Before you go any further, I just need to make sure you’ve read a post written by The Champaign Room’s Steve Braun. If you haven’t read the piece he wrote earlier this week about the Illinois football rebuild, please do so before proceeding.
Now that we’ve gotten that out of the way, I can hold off on saying the “p” word because Steve put this season in perspective about as well as anyone can.
Just about everyone I talked to knew this game was going to be a blowout. The discussion was whether or not Ohio State would beat Illinois by 35 or 55. I made my pick of 45-6 as the final score before I knew Chayce Crouch would start at quarterback, but I should haven known better anyways at this point in the season.
When Ohio State scored with about eight minutes left in the first half to go up 38-0, I should’ve just turned it off. But, alas, as an Illinois fan, I revel in self-deprecation, so I continued watching. Obviously, you know that it didn’t get any better (i.e. Urban Meyer essentially called off the dogs by the time the second half started).
Just about every weekend since I joined the Champaign Room, I’ve written a column on what happened during the football game each Saturday. It’s been somewhat the same message every week: criticize the bad, try and identify the good and stay positive as Lovie continues to push this program into the future.
As the season has worn on, it has been difficult to stay positive. I’m sure many of you have become tired of hearing about how many freshman are playing and what this team might look like in two years. I’m with you — but it’s also true. If I were to characterize this season in two words, it would be inexperience and injuries.
Since you read Steve’s post about the future of Illinois football, you are aware that this season was doomed from the start. The game against Western Kentucky gave Illini fans hope, but Illinois was never in a position to win. I had a meeting with one of the associate athletic directors this past spring, and one of the things he told me was that they were careful not to directly advertise the ‘We Will Win’ mantra on football billboards and social media because the athletic department wasn’t sure if the football team was “going to be there yet.” He was more correct than I could have ever realized at the time.
I have a newsflash for you: the team also won’t be there yet next year. The ‘waiting game’ that Illinois football has been in is going to take even longer. I know you might not be ready to hear that.
If Illinois goes 2-10 this year, I would consider it a victory if the team wins four or five games next year.
Anyway, my main point was about inexperience and injuries. I’ve talked about the inexperience at several points this year.
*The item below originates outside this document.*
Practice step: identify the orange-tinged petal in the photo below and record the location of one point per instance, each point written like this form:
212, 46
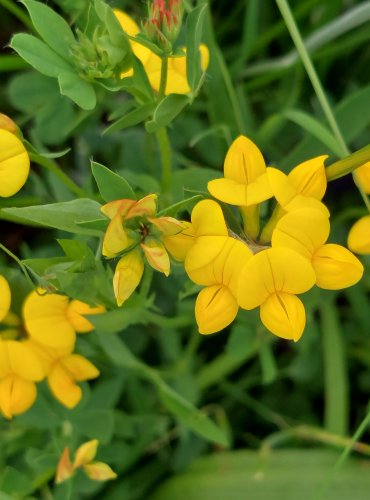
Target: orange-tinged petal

Tim Beckman and Bill Cubit didn’t do this program a lot of favors in the recruitment department — Illinois’ recruiting classes since 2014 haven’t been good. It’s clear to see those two guys didn’t work out. Have you seen Matt Campbell at Iowa State? He’s the actual reason Toledo was good before Illinois hired Beckman away from the Rockets.
This Illinois team is young, perhaps the youngest team the NCAA has ever seen. Lovie brought in the best recruiting class in a while and those guys have gotten the opportunity to play and gain valuable experience. Freshmen mistakes? They will happen. In two years, if this team is still 2-10, I’ll be more concerned. For now, consider them growing pains.
Additionally, I think injuries have been a under-discussed topic on this team. Amidst all the youth of this team, some of the most important players have been lost to injury.
We saw it in Columbus. Chayce Crouch was forced into starting against Ohio State after a season of a quarterback carousel, and even he got hurt, which forced walk-on Cam Miller into the game. (Hey, props to Cam Miller on an awesome running touchdown to preserve the cover and make his dream of playing for the Illini a reality!)
Mike Dudek, Mike Epstein, Ra’Von Bonner, Malik Turner, Cam Thomas and Tony Adams have all been missing for a significant amount of time this season.
What do you get when you combine all these injuries with 79 cumulative freshman starts? A 2-10 record.
Brian Griese was on the call yesterday, and he got into discussions about the situation the football program is in. He spoke to the fact that Lovie is committed to this job and that Whitman has given him a “leash” to where he can be successful. Any national columnists who say otherwise are simply uninformed.
I’ll get off my soapbox now. The good news is we only have one more week of football to endure before we can focus solely on basketball.